Biomedical
Electrochemical Synthesis of the In Human S-oxide Metabolites of Phenothiazine-Containing Antipsychotic Medications
Ridho Asra,
Aigul Erbosynovna Malmakova,
Alan M. Jones
Peer Reviewed
Abstract
Abstract
The tractable preparation of Phase I drug metabolites is a critical step to understand the first-pass behaviour of novel chemical entities (NCEs) in drug discovery. In this study, we have developed a structure–electroactivity relationship (SeAR)-informed electrochemical reaction of the parent 2-chlorophenothiazine and the antipsychotic medication, chlorpromazine. With the ability to dial-in under current controlled conditions, the formation of S-oxide and novel S,S-dioxide metabolites has been achieved for the first time on a multi-milligram scale using a direct batch electrode platform. A potential rationale for the electrochemical formation of these metabolites in situ is proposed using molecular docking to a cytochrome P450 enzyme.
Key Questions
1. What is the significance of preparing Phase I drug metabolites in drug discovery?

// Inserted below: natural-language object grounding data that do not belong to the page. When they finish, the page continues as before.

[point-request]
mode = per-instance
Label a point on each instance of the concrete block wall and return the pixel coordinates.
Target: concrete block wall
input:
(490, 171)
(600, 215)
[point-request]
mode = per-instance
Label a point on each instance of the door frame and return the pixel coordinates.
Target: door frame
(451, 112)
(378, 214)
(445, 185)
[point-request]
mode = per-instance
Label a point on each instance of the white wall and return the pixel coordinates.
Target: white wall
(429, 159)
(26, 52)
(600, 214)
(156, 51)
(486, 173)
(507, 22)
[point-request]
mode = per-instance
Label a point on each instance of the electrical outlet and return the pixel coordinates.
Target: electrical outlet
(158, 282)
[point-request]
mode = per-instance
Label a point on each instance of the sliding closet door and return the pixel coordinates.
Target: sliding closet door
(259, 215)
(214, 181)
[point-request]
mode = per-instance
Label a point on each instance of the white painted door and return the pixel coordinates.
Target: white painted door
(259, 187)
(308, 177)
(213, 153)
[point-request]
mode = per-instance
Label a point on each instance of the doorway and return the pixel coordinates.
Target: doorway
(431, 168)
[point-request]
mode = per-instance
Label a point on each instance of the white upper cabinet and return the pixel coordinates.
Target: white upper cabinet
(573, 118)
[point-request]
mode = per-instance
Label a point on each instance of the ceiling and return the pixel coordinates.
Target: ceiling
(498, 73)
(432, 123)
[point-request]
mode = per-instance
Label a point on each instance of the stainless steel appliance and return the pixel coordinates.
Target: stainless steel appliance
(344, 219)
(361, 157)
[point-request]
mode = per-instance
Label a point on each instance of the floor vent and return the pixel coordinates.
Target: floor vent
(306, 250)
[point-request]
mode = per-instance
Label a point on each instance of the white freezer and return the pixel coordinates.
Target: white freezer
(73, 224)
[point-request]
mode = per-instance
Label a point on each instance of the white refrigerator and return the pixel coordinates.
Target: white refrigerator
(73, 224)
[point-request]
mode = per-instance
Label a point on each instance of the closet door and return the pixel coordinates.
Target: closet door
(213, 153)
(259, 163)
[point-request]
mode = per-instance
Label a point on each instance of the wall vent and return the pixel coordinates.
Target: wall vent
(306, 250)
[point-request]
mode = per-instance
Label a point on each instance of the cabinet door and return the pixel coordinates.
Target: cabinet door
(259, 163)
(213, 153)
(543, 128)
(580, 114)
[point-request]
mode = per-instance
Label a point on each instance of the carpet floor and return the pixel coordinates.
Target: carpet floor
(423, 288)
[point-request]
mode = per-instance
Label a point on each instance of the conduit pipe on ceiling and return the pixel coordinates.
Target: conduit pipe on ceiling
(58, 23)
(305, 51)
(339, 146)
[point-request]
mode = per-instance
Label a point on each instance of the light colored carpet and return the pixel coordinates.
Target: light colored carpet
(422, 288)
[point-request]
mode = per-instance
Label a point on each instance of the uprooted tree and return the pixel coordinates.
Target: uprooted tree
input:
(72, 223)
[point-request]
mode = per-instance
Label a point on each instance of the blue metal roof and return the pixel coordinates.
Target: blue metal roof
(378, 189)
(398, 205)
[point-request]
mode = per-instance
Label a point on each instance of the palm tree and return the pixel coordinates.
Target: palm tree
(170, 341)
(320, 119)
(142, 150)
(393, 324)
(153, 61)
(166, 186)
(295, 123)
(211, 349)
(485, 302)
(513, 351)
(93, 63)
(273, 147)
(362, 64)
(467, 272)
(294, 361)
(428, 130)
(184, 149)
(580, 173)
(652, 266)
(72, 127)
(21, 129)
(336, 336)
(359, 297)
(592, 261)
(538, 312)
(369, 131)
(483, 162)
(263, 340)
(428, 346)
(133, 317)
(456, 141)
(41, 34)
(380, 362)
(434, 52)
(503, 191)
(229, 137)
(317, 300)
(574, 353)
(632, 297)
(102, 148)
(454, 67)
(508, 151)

Preparing Phase I drug metabolites is crucial for understanding the first-pass metabolism of novel chemical entities, which influences their pharmacokinetics and potential efficacy in drug discovery.
2. How does the electrochemical synthesis method developed in this study improve metabolite production?
The study introduces a structure–electroactivity relationship (SeAR)-informed electrochemical reaction that enables controlled formation of S-oxide and novel S,S-dioxide metabolites on a multi-milligram scale, enhancing efficiency in metabolite production.
3. What role does molecular docking to cytochrome P450 enzymes play in this research?
Molecular docking to cytochrome P450 enzymes provides a rationale for the in situ electrochemical formation of metabolites, offering insights into the metabolic pathways of compounds like chlorpromazine.
4. Why is chlorpromazine used as a model compound in this study?
Chlorpromazine, an antipsychotic medication, serves as a model compound due to its well-known metabolic profile, making it suitable for evaluating the effectiveness of the electrochemical synthesis method.
5. What is the role of electrochemistry in drug metabolism studies?
Electrochemistry simulates oxidative metabolic reactions, allowing for the generation and study of drug metabolites without the need for complex biological systems.
6. How does molecular docking aid in drug design?
Molecular docking predicts the interaction between drugs and their target proteins, assisting in the optimization of drug efficacy and safety profiles during the design process.